И с этой мыслью я усну,

И никого не прокляну!

 

Окончен жизненный путь героя, поэма завершается смертью. Символический смысл подтверждается и тем, что реальный человек, послуживший прототипом Мцыри, после неудачных побегов остался жить в монастыре. А Лермонтов вложил в реальный образ иное понимание. «А на вершине остроконечной горы виднелся монастырь. Монастырь был пуст. Лермонтов нашел в нем одинокого монаха, старого монастырского служку. Он разговорился с ним и узнал, что родом он горец, в детстве взятый в плен генералом Ермоловым. Генерал вез его с собой в Тифлис, но мальчик заболел, и генерал оставил его монастырской братии. Тут он и вырос; долго не мог свыкнуться с монастырем, тосковал и делал попытки к бегству в горы. Однажды он убежал; его вернули, но долгая болезнь чуть не свела его в могилу. Выздоровев, он навсегда остался в монастыре» (И. Андронников).

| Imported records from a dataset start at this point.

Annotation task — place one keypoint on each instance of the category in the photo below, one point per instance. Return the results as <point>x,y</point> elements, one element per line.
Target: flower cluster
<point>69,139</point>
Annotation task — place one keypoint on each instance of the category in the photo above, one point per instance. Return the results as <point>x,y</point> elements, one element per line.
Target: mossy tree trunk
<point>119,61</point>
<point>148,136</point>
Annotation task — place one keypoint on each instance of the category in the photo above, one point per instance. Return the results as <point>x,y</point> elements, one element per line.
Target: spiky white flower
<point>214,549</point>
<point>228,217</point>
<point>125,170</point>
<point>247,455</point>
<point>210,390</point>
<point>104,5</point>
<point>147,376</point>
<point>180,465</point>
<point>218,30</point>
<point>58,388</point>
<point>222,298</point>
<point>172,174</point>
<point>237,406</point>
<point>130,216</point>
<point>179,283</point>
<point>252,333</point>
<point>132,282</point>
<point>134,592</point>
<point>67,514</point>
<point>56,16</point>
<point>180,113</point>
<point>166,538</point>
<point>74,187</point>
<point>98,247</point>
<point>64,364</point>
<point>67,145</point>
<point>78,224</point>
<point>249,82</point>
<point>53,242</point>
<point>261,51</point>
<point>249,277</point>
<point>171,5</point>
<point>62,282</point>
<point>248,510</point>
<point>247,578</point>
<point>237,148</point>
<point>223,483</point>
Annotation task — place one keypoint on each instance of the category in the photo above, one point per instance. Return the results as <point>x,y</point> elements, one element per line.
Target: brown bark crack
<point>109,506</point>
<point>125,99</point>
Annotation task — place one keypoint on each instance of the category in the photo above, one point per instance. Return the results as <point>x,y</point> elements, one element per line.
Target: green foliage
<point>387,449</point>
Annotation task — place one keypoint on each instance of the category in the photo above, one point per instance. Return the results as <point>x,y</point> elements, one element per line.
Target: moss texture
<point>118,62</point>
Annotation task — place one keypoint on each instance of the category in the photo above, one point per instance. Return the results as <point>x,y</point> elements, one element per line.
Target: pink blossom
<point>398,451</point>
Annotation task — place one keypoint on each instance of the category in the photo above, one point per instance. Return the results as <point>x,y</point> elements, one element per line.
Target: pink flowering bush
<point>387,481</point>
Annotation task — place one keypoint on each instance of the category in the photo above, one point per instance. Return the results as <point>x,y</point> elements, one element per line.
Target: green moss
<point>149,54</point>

Герой же поэмы испытал в жизни уже всё, познал радость и свет, прозрел гармонию природы, отверг это и, чуждый людей и любви, устремился к иллюзорному идеалу. Лермонтов даже не считает нужным развенчивать этот придуманный идеал, тем более что Пушкин уже развенчал его в поэме «Кавказский пленник», изобразив жизнь горского аула, да еще глазами не просто наблюдателя, а тоже – пленника:

 

Но скучен мир однообразный

Сердцам, рождённым для войны,

И часто игры воли праздной

Игрой жестокой смущены.

Нередко шашки грозно блещут

В безумной резвости пиров,

И в прах летят главы рабов,

И в радости младенцы плещут.


Зато для героя «Кавказского пленника» оживает другой идеал, другое бесплотное видение влечет его:

 

Я вижу образ вечно милый;

Его зову, к нему стремлюсь,

Молчу, не вижу, не внимаю;

Тебе в забвенье предаюсь

И тайный призрак обнимаю.

 

Любовь – идеал, но она идеал только потому, что герой любил и страдал безответно. Любовь осталась чистой мечтой. Внешнее и внутреннее сходство поэм Пушкина и Лермонтова очевидно: пленники стремятся к идеалам, оба к придуманным, но Пушкин оставляет своего героя в начале пути, у самого истока. Что будет дальше? Что творится в душе его, какие испытания ему предстоят и как осознает он их? Русский переплывает реку, раз и навсегда отделяя себя от черкесского аула, еще не до конца понимая, что всё это навеки запечатлелось в душе его, как смерть черкешенки младой.

 

Всё мертво... на брегах уснувших

Лишь ветра слышен лёгкий звук,

И при луне, в водах плеснувших

Струистый исчезает круг.

Всё понял он. Прощальным взором

Объемлет он в последний раз

Пустой аул...

 

Пушкин останавливается созерцая, ни слова о чувствах, в одной фразе – весь смысл: «всё понял он». Только намеки, штрихи, подсознательное угадывание объясняют нам пушкинского героя.

 

Текли потоки дождевые –

А пленник, с горной вышины,

Один, за тучей громовою,

Возврата солнечного ждал,

Недосягаемый грозою,

И бури немощному вою

С какой-то радостью внимал.

 

Радостно внимал буре пушкинский герой, а позже герой Лермонтова познает мгновенное, упоительное родство бурного сердца и грозы.